Back at the park headquarters these little guys tried to steal my coke. Cheeky monkeys...




Kuala Lumpur

We caught a bus down to Kuala Lumpur. The driver was driving like a loon as is standard in Asia. He was texting, writing down the schedules for his next trip and driving the bus all at the same time, and in that order of importance. There must be a special time portal here, because he drove like an absolute madman, complained when we wanted to stop at toilet stops, and yet it still took about five hours to go only three hundred kilometres.

Finally we reached Kuala Lumpur. Rob and I had been here before about three years ago during one of his "last" trips home to live in Melbourne. It was fitting that here we were again, and here he was saying, again, that this is definitely the last trip home.

We stayed in exactly the same hotel in the middle of China Town, surrounded by all of the market stalls, fakes, hustlers, copy DVDs and ear waxers. A good place to escape the city's choking traffic fumes. I read in their tourist pamphlets that Kuala Lumpur is supposedly called 'The Garden City'. Someone must have built the garden round the back somewhere, because this is the last title I would choose to give it. Don't get me wrong, it is still a great city, bustling with noodle stands and friendly, honest people; just no gardens to speak of that I've ever seen, well, unless garden is a Malay word for sucking on an exhaust pipe.

Crossing into Malaysia

We crossed the border through to Malaysia, stopping in Pulau Penang, an island just off the Malaysian coast. This is an ex-British-owned island and is now a big resort island. Unfortunately after coming from the southern Thai beaches, it seems like a bit of a poor cousin. The beaches weren't very nice and we couldn't work out why it was such a big resort draw. The Langkawi islands are only a little further north and so is Thailand. Oh well, the people were lovely and we took the chance to treat ourselves at a cheesy pirate ship themed restaurant.



Saturday 13 December 2008

Phuket to Songkhla

It was time to say goodbye to Keely and Kev. It was great having good company to hang out with during the trip.







After only four hours sleep due to a goodbye party in Patong that overstepped the bounds of decency, we headed out of Phuket on an eight hour bus journey to Hat Yai. After a gruelling bus trip we got off, said "That was horrible; never again!", only to hop onto the Hat Yai to Songkhla bus which was ten times worse. This bus had a sub-woofer in the back and they played bad Thai karaoke videos at full volume all the way to Songkhla. I can assure you that Thai Karaoke is an entirely passable experience.

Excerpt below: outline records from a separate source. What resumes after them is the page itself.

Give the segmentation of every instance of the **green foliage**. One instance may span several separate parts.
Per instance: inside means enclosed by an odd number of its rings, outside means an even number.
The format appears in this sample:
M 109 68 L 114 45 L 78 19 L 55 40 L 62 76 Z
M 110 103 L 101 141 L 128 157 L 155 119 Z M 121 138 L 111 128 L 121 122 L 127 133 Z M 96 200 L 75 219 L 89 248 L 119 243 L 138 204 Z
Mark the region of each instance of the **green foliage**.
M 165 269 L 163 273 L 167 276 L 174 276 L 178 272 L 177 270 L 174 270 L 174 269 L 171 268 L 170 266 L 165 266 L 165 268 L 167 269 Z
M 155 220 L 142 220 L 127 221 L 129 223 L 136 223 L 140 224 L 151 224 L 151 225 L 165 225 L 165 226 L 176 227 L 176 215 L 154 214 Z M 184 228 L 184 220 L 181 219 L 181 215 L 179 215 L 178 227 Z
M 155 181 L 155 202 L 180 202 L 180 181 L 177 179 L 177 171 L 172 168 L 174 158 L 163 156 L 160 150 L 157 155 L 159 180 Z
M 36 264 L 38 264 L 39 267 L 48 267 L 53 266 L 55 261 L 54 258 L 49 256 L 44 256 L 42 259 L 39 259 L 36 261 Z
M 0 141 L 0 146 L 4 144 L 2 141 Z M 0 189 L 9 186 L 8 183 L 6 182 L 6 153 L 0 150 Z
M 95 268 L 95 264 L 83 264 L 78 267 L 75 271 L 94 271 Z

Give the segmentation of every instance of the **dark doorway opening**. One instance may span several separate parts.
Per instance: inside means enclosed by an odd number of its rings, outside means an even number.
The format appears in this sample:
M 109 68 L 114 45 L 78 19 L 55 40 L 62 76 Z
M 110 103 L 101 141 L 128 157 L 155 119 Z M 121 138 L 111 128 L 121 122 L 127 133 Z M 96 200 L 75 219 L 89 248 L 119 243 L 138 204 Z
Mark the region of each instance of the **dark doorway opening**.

The Thais helped us again with their friendly ways. A family helped us get to our guest house and went out of their way to make sure we got there safely. No wonder everyone loves this country.

We shared the room with two cockroaches the size of my fist, but we couldn't have been happier to see that bed. Sixteen hours of travelling and that bed was ours. Happy days.

The next day was spent in Songkhla recovering with nice coffees and a visit to the lucky mermaid statue. Local myth says that stroking her boobs brings you good luck. I figure that if I'm stroking some boobs I've already had some good luck!